But the “100% hydrogen” label does not extend to the power supply, which will be delivered from the province’s grid and maybe onsite solar, said Canadian gas company ATCO, which is running the project with real estate developer Qualico.
Final investment decision is scheduled for the end of the two-year study, with the first houses occupied by the end of 2025, ATCO said.
But the firm appears to be leaning towards using Alberta-sourced blue hydrogen made with fossil gas and carbon capture and storage (CCS), which it claims will be cost competitive with fossil gas by 2030 as a result of Canada’s carbon tax, currently around C$50/tonne.
“The lifecycle carbon intensity of the hydrogen produced from these projects is estimated to be 90-95% lower than natural gas.”

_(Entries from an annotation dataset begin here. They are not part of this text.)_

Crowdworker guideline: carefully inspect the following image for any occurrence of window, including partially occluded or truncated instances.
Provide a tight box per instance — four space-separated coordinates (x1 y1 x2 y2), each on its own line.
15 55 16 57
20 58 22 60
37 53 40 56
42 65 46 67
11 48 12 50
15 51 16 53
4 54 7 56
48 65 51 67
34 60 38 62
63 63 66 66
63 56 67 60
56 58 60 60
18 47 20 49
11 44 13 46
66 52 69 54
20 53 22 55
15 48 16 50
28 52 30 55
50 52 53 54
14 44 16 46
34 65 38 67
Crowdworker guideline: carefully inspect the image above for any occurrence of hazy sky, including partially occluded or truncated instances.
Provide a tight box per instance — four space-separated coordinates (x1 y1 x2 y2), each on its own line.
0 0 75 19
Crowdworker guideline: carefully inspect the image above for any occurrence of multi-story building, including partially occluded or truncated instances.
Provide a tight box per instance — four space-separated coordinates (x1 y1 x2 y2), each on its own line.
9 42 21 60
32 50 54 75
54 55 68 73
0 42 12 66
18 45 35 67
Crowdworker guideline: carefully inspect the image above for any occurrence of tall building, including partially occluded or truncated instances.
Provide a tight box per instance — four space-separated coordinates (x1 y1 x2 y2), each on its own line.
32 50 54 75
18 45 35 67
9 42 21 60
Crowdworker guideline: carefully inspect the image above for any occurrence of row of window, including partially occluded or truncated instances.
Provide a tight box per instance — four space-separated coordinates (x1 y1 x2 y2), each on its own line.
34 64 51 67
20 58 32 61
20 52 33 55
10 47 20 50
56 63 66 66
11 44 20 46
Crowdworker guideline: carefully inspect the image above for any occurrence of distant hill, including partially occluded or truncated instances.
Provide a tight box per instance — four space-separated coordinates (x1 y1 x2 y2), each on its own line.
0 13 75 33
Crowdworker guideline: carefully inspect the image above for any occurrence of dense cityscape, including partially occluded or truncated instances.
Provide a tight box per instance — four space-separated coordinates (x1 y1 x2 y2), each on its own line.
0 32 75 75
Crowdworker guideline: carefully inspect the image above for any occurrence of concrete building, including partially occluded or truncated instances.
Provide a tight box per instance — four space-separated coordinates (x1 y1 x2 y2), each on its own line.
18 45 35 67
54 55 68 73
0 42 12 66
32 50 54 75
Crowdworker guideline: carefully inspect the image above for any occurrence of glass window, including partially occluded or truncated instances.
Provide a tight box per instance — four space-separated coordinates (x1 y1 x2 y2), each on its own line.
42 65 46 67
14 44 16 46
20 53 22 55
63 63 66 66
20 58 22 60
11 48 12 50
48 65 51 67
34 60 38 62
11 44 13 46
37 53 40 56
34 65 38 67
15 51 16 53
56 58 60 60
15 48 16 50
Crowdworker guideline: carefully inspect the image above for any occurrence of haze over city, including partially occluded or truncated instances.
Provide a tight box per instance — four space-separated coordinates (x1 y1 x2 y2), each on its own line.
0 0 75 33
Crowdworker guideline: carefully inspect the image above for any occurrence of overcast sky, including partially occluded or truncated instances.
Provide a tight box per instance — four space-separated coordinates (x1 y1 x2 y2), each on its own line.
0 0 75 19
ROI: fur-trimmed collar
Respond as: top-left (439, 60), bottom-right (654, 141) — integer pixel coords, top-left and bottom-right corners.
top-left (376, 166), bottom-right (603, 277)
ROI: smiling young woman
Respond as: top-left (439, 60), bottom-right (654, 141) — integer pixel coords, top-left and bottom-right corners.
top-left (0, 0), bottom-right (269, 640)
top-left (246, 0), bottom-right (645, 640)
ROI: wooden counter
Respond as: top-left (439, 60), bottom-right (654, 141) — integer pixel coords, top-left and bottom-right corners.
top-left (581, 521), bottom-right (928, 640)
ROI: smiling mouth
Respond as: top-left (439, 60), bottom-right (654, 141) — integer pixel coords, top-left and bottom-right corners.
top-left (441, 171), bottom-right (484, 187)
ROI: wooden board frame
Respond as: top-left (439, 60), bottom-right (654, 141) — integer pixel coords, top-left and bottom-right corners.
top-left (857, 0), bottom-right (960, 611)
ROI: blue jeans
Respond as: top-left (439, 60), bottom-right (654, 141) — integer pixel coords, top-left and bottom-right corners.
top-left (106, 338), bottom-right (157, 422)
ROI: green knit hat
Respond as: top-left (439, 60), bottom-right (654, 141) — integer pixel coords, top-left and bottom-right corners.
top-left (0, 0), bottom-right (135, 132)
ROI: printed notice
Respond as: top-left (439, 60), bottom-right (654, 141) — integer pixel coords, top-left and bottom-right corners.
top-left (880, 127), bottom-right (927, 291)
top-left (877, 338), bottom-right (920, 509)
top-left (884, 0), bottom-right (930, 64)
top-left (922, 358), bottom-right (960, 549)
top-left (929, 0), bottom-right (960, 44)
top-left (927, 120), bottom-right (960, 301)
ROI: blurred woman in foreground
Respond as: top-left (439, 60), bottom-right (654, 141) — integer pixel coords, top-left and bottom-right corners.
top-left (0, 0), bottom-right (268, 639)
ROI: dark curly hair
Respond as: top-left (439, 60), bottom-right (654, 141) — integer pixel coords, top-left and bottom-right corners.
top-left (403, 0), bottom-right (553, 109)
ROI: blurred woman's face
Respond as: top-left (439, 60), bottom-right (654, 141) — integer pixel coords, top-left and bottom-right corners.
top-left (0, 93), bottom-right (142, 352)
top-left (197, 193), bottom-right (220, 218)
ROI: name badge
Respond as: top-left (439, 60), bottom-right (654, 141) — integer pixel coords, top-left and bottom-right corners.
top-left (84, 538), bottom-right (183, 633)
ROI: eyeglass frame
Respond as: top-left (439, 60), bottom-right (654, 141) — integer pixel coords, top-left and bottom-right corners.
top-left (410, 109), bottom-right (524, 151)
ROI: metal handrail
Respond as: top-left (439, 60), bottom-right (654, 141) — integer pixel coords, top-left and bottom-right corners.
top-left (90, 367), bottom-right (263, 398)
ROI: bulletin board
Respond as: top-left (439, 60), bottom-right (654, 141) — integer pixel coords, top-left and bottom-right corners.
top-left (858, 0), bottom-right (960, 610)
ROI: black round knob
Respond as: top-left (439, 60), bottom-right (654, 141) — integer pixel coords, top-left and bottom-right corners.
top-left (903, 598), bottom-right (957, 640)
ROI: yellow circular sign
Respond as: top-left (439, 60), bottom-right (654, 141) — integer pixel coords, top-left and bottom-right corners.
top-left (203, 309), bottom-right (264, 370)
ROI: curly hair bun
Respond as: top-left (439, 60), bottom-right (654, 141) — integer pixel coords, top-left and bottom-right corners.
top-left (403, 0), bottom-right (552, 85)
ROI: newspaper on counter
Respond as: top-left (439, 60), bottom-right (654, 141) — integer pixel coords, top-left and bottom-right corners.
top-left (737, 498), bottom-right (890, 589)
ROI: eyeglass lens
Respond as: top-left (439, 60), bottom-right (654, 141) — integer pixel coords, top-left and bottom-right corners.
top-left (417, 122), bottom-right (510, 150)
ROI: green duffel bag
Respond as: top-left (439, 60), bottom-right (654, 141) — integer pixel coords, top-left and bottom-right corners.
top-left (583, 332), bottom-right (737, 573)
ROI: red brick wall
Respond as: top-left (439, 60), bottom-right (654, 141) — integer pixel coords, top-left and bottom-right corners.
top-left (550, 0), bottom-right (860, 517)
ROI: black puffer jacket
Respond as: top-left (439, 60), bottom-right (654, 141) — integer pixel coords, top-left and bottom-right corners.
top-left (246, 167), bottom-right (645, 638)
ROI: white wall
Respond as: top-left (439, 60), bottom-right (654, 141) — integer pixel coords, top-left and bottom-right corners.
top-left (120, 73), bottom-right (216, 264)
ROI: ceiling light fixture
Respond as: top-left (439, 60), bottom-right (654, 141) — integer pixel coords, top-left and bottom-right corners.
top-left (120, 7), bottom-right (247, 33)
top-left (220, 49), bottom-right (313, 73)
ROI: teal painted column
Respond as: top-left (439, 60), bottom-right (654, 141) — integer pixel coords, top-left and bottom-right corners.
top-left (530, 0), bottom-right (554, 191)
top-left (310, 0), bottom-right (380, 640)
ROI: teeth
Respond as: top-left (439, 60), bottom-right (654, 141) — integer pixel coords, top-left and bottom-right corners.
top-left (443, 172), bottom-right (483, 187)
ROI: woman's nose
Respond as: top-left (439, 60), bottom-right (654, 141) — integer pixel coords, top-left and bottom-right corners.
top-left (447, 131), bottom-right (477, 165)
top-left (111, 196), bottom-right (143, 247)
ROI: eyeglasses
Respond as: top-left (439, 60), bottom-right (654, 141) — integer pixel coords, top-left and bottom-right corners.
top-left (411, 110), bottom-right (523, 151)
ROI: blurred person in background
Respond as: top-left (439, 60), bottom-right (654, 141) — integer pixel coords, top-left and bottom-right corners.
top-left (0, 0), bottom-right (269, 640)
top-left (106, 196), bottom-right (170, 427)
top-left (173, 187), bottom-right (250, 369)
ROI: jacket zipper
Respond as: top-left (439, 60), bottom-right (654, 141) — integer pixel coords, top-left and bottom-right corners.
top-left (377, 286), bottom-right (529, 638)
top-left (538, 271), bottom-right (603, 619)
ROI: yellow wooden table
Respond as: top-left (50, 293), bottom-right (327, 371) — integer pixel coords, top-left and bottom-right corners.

The province is a massive oil and gas hub, playing host to a multitude of fossil fuel developers as well as Shell’s flagship Quest CCS hydrogen production facility in Edmonton.
Alberta Innovates also handed out cash to 18 other hydrogen research and innovation projects in the province, including a methane pyrolysis scheme run by Aurora Hydrogen, and four hydrogen blending projects, including one run by TransCanada, which operates giant transnational pipelines across the US, Canada and Mexico.
Funding was also extended to an ammonia project, a hydrogen engine retrofit programme and several hydrogen storage schemes.
The funding announcement comes as European countries face an uphill battle to instigate domestic hydrogen heating demonstrations, on the back of warnings that hydrogen is both more expensive, less efficient and potentially less safe than fossil gas or heat pumps.